Provident fund

This query is : Resolved 

24 September 2012 heyy..
Plz tell me regarding the contribution of PF on behalf of Employer..
As it is necessary to pay PF by 20th of next month..
But in case, if employer is deducting PF in FY 2011-12, but employer does nt paid that amount of PF monthly to govt.. and the whole amount of PF paid by employer after 31/03/2012.. What is the the treatment & what is the penalty regarding late payment??

24 September 2012 Section 36:
The deduction of employee's contribution to PF is allowed to employer if the same is deposited by the due date of that particular PF Act,(which is normally 20th of every month)

Section 43B:
The deduction of employer's contribution to PF is allowed in the same FY if such contribution is deposited(including late payments) till the due date of filing the ROI.

However, in csae of Aimil Ltd, delhi HC has passed a judgement stating that section 43B covers the deduction of employee's contribution as well.

The advantage of above mentioned judgement can be taken and accordingly both-employee's & employer's contribution to PF can be allowed to employer, provided they are deposited by due date of ROI(31-July-2012 or 30-Sep-2012, as the case may be).

25 September 2012 thnxx..
& 1 more ques what is the penalty for submittting late amount of PF to govt. by employer??


10 August 2024 If an employer fails to deposit Provident Fund (PF) contributions within the stipulated time, they can face penalties and interest charges as per the regulations set by the Employees' Provident Fund Organization (EPFO). Here’s a detailed breakdown:

### Penalty and Interest for Late Deposit of PF

1. **Interest on Delayed Payment:**
- **Rate:** The EPFO charges interest on delayed payments of PF contributions at a rate of 12% per annum, compounded monthly. This rate can be subject to changes based on EPFO’s regulations.

2. **Penalty:**
- **Penal Damages:** If the PF contributions are not deposited within the due date, the employer is liable to pay penal damages. The rate of penal damages is as follows:
- **1-2 months:** 5% of the amount of default
- **2-4 months:** 10% of the amount of default
- **4-6 months:** 15% of the amount of default
- **More than 6 months:** 25% of the amount of default

3. **Additional Penalties:**
- **Legal Action:** In cases of persistent default or non-compliance, EPFO can initiate legal action against the employer. This can include prosecution under the provisions of the Employees' Provident Funds and Miscellaneous Provisions Act, 1952.

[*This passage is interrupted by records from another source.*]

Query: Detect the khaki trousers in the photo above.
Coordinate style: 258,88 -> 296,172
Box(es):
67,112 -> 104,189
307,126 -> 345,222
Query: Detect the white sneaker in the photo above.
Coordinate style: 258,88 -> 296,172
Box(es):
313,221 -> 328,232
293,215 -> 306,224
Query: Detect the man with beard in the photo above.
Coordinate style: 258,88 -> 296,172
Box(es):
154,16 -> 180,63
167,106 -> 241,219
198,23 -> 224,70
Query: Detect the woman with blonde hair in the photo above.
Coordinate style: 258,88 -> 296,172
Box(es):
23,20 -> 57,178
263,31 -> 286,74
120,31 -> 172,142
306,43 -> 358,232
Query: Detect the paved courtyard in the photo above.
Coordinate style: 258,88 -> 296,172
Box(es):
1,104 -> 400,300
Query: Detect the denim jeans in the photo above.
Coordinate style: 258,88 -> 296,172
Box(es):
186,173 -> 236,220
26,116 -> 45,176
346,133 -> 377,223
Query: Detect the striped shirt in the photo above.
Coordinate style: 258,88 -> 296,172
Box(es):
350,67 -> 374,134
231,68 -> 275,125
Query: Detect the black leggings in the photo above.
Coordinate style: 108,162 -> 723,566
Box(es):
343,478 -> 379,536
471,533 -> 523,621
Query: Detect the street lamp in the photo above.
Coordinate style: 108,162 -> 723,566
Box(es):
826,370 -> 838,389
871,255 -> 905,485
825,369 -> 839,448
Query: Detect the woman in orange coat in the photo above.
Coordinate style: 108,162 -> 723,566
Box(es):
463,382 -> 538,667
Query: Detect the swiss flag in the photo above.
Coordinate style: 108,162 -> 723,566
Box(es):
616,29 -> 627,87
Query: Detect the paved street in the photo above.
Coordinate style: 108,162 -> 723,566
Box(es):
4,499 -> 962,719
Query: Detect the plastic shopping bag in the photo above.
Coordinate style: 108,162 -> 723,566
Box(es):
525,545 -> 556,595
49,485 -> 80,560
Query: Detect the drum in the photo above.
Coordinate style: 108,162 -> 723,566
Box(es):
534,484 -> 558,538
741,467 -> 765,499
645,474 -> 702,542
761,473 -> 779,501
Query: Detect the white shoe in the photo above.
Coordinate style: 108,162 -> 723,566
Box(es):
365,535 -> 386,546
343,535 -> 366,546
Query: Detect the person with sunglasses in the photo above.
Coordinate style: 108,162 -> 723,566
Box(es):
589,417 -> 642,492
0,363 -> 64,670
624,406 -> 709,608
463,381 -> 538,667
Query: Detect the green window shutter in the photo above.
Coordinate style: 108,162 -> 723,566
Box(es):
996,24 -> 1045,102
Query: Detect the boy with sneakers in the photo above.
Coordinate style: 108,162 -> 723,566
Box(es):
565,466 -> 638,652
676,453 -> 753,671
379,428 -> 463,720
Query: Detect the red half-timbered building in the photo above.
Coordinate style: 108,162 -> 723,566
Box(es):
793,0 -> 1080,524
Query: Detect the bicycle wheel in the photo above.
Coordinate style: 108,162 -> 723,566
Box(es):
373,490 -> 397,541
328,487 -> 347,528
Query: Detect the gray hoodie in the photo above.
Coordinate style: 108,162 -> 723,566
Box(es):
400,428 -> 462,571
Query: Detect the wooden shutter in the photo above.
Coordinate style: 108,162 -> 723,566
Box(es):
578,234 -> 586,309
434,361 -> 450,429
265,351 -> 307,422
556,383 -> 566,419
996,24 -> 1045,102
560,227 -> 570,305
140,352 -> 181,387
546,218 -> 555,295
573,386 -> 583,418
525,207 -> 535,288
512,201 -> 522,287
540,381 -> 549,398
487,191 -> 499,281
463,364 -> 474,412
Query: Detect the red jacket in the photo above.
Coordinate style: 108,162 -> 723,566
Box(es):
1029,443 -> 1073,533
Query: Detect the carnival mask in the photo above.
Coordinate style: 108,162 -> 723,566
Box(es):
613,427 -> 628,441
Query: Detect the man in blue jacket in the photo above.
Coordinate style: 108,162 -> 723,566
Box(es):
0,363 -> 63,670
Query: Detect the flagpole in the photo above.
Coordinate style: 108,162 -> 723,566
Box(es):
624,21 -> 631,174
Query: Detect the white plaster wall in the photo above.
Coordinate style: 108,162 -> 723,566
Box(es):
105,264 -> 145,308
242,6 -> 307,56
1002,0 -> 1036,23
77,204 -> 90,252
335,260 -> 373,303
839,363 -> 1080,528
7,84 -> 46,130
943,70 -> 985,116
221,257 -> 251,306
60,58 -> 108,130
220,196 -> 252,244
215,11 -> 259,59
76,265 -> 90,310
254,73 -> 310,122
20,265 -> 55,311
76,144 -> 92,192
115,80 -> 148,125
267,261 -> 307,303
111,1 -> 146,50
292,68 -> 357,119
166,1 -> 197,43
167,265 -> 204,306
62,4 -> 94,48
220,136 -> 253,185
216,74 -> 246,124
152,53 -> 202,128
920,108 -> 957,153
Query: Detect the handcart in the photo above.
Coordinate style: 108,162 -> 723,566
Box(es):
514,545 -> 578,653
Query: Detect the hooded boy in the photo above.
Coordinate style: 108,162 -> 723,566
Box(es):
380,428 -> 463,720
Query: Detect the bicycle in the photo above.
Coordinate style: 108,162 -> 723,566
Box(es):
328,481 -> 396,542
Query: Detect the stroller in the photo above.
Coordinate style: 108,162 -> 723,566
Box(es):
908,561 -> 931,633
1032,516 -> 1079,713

4. **Compounding of Offenses:**
- **Compounding Fees:** For offenses related to the delayed deposit of PF contributions, employers may be required to pay a compounding fee in addition to the penalty and interest.

### Compliance Recommendations:

- **Timely Payment:** Ensure that PF contributions are paid on or before the due date to avoid penalties and interest.
- **Regular Monitoring:** Implement internal controls to regularly monitor PF contributions and payments.
- **Consultation:** Seek advice from a professional or consult with EPFO for any clarification regarding penalties and compliance.

### References:

- **Employees' Provident Funds and Miscellaneous Provisions Act, 1952**
- **EPFO Circulars and Notifications**

Employers should always refer to the latest notifications and updates from EPFO and consult with professionals to ensure compliance with PF regulations and avoid penalties.